Scott encodings are closer to what we'd consider a union type, or ADT. Let's define what a Scott Natural looks like:
SNat :: forall r. r -> (SNat -> r) -> r
Notice it's very similar to Church's, with only one distinction: the argument the function receives is the raw SNat, instead of another 'r'. This is because the Scott numeral does not run the function on the predecessor and pass the result; it passes the predecessor as-is. This is why Scott encodings don't treat recursive types differently.
As before, we can easily define both zero and succ:
zero :: SNat
zero = \caseZero caseSucc -> caseZero
succ :: SNat -> SNat
succ pred = \caseZero caseSucc -> caseSucc pred
Notice I've prefixed the arguments' name with 'case' to reflect the fact that these are like branches; the caller provides what to do in each case, and the numeral simply calls one of the branches, passing its arguments (none for zero, pred for succ).

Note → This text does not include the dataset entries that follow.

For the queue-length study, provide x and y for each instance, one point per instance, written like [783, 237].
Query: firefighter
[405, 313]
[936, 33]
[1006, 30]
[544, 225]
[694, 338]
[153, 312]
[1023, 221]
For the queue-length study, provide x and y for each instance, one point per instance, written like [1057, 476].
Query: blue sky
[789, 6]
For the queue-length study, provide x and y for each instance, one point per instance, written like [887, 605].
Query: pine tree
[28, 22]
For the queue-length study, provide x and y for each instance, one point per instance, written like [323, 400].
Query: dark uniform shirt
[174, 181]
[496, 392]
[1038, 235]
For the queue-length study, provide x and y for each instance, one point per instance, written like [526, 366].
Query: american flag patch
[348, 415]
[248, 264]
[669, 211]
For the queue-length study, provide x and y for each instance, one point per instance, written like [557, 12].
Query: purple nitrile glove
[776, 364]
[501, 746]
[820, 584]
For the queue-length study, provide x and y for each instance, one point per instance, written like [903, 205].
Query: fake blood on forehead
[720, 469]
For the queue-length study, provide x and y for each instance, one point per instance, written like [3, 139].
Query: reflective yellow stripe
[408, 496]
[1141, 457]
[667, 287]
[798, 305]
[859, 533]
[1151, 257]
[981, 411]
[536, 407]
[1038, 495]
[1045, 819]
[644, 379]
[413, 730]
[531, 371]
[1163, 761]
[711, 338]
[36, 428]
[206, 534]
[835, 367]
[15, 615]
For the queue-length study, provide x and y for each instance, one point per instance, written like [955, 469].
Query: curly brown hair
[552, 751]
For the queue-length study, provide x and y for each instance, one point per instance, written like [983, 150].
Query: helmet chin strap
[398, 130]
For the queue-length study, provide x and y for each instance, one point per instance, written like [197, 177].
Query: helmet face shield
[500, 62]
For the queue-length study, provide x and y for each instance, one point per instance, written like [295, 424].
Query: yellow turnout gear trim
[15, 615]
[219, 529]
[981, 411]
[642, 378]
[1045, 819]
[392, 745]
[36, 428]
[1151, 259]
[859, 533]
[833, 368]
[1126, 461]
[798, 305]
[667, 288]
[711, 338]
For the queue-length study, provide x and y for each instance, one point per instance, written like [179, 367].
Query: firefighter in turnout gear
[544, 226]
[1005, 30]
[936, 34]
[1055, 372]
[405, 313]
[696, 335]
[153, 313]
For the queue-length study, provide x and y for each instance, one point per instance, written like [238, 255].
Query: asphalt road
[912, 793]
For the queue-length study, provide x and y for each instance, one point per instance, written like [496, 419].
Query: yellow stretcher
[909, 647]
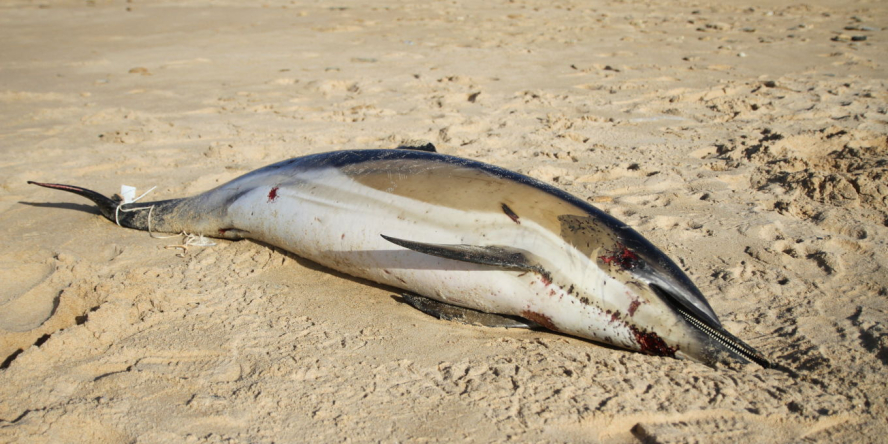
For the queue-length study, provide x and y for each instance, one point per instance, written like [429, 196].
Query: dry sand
[747, 140]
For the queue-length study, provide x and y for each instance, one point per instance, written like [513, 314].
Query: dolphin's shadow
[397, 292]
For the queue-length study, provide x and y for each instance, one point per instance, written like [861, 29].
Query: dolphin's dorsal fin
[428, 147]
[497, 256]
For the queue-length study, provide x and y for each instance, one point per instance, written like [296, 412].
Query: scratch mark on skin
[511, 214]
[633, 306]
[539, 318]
[622, 256]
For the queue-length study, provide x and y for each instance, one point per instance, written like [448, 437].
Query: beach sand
[748, 141]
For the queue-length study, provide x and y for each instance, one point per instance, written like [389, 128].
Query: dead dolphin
[464, 234]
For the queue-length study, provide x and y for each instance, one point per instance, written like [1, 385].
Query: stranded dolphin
[460, 236]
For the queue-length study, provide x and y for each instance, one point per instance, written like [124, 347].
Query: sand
[747, 139]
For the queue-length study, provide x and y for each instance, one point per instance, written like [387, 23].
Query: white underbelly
[338, 222]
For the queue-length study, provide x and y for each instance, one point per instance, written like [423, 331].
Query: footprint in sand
[27, 300]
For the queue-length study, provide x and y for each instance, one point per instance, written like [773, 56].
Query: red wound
[272, 195]
[622, 256]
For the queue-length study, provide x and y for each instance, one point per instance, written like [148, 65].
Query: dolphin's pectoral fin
[427, 148]
[497, 256]
[449, 312]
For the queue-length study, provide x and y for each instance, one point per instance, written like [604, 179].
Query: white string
[190, 240]
[123, 202]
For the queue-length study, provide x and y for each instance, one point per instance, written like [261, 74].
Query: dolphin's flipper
[464, 315]
[487, 255]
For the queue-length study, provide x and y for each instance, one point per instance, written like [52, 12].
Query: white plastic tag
[128, 193]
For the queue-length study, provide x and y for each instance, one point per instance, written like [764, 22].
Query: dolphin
[457, 234]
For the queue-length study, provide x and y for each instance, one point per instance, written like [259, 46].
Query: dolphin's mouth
[715, 332]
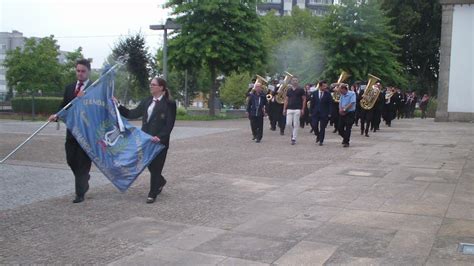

Let's implement 'add' for Scott numerals as well to see clearly how they work:
add :: SNat -> SNat -> SNat
add a b = a (b) (\p -> succ (add p b))
How does this one work? We destruct the outermost 'a': if it's zero, we just return b (0+b => b). If it's p+1, we return the successor of p+b; (p+1)+b => 1+(p+b). Notice how, unlike with Church numerals, we need the add function to be recursive. This is because Scott numerals don't perform recursion by themselves like Church's did.
Also, notice how calling a Scott encoded value look a whole lot like pattern matching: we provide what should happen for each case, and the value chooses one of those branches.